All obesity center employees receive 1-week specific training from the Ministry of Health. Patients are first oriented and educated on the pathophysiology of obesity by the physician of the obesity center. Individualized healthy lifestyle habits are suggested following the interview between the physician and the patients. A dietician arranges proper dietary recommendations, a psychologist investigates underlying improper predispositions, and a physiotherapist provides training for the correct physical activity. A nurse monitors and motivates patients in monthly follow-ups. There are several pamphlets prepared by the center staff for patient education during follow-up.

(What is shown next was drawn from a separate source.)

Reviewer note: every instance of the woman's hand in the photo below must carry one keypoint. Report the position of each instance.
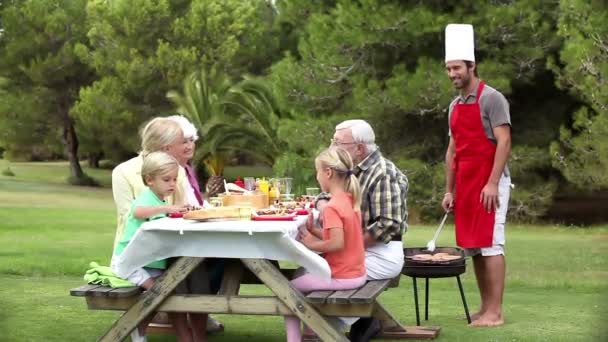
(307, 239)
(448, 202)
(169, 209)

The training topics in this program were health and life, health and illness, healthy eating, obesity, obesity and life, harms of excess fat and weight, perceptions and emotions that govern individuals, and image (body) perception in obesity. Education sessions were operated as one-to-group sessions. The groups were formed homogeneously according to the BMI values. Patients with a BMI 30.00– 39.99 kg/m2 were divided into one group, those with BMI 40.00– 49.99 kg/m2 were in another group, and patients with BMI ≥50.00 kg/m2 were allocated to a third group. Each session lasted 1 hour.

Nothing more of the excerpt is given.